Republicans – and I don’t mean Murkowski or Romney or Sasse or Cheney, as much as I dislike some of them. I mean Cruz and Hawley and Trump and the 4 in 10 Republicans who just told an arch conservative organization this week that violence is coming.

Republicans are more pure than non-Republicans. They are wedded to their ideas like the blood that weds families and tribes together. They are also nearly childishly optimistic. They really believe that America is invincible, that nothing will ever replace it.

Like tribalism in Africa they are this way for all sorts of reasons. The most important is time. Republicans have been around longer than any other single political party. Many, many were born long after the first Republican ideas emerged and have many relatives who died while Republicanism prevailed. It’s old.

Its basic ideas are sound, a certain belief in individual worth. Individual worth is all that many minority tribes in Africa have cultivated to keep them from being assimilated out of existence.

There’s a stupid (I think likely racist) belief among westerners that Africans lived forever in vast lands with unlimited resources. Nothing could be further from the truth. Africa isn’t the Amazon. Do a resource-accessible study with ancient peoples in Africa and you come up with some of the most contentious and competitive societies ever seen on pre-modern earth.

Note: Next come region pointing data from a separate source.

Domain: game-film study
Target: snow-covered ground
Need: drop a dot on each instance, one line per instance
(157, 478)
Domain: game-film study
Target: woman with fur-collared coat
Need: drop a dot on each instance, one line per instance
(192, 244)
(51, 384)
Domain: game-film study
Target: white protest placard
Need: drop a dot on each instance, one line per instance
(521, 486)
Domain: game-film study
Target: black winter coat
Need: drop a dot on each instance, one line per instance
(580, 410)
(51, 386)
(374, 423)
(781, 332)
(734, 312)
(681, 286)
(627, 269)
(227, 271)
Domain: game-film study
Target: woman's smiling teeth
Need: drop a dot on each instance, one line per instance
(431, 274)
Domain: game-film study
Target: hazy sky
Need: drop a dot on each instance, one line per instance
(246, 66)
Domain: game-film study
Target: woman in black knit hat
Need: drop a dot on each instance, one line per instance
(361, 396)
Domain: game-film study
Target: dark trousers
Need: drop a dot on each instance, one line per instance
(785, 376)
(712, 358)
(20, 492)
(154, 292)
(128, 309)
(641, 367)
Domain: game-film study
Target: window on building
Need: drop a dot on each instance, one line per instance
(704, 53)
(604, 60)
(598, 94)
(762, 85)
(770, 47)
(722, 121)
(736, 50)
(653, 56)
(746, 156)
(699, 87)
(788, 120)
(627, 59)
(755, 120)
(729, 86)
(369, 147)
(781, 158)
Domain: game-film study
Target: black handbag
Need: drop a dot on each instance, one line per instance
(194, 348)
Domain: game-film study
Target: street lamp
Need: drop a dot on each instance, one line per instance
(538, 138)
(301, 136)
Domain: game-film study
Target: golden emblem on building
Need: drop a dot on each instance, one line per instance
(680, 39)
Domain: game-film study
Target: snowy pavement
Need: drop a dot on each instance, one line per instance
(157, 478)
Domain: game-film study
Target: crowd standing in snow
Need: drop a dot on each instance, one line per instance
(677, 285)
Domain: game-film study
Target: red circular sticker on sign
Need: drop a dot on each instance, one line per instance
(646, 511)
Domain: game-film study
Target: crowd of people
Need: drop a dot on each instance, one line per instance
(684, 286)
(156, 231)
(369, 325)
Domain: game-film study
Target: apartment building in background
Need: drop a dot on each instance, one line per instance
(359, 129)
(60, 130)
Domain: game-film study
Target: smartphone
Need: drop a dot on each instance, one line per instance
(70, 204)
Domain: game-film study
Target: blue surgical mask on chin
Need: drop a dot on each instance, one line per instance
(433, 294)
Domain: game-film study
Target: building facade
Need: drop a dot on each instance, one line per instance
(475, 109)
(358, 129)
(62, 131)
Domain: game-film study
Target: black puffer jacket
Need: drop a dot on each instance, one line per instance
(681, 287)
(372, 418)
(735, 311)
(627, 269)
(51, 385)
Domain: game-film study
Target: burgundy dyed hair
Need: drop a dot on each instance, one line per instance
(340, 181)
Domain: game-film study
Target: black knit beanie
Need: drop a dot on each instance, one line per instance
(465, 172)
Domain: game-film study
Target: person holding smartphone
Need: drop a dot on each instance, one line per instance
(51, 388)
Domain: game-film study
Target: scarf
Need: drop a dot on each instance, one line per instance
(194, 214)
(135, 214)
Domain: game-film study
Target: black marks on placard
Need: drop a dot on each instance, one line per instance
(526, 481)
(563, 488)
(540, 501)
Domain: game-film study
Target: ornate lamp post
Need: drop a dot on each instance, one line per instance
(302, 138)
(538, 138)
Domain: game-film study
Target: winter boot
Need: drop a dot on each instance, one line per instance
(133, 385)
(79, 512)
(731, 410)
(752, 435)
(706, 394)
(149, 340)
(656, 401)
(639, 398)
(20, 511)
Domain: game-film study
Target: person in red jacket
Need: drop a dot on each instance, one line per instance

Whether it was the San forced out of the Namib by climate change thousands of years ago or the Hausas and Falatahs slaughtering each other along the Niger, The Zulus and Mtebele in southern Africa, Africa smashed humans together like no other place on the planet before the 20th Century.

Republicans have seniority and idealism, both which need time to develop. Frankly I believe most Republicans are nicer than most Democrats. They carry on a grandpa culture, a legacy of can-do entrepreneurism, because they’ve been in power longer than any other group. But it also makes them easily manipulated: confidence lets them let their guard down.

Part of that over-confidence is a belief they don’t need education to the extent we know modern humans need it. Alas, there is no climate change, masking doesn’t help, vaccines give you autism. It gets dangerous when they believe accountability isn’t necessary. All that’s needed is a handshake and quick apology.

So Fox News which is much smarter than Republicans cherry picks images and sounds and events and creates false equivalences with virtually any real event. Fox News does this to make money. Republicans believe it because they believe in belief: They’re naive.

James was telling me that I and many of his fellow Kikuyus were too self-confident for the modern day. He was telling me there was going to be war because the principle instrument of violence, William Ruto, was going to worm out of any accountability.

John Tester is telling us if Trump isn’t convicted, ‘Katie bar the door.’ Look it up. It’s sibylline.

(In that interview Tester said he was remaining open on whether to convict, waiting to hear the defense. That’s polite, trying to trump the best of Republicanism. After all he represents the very center of the lion’s den.)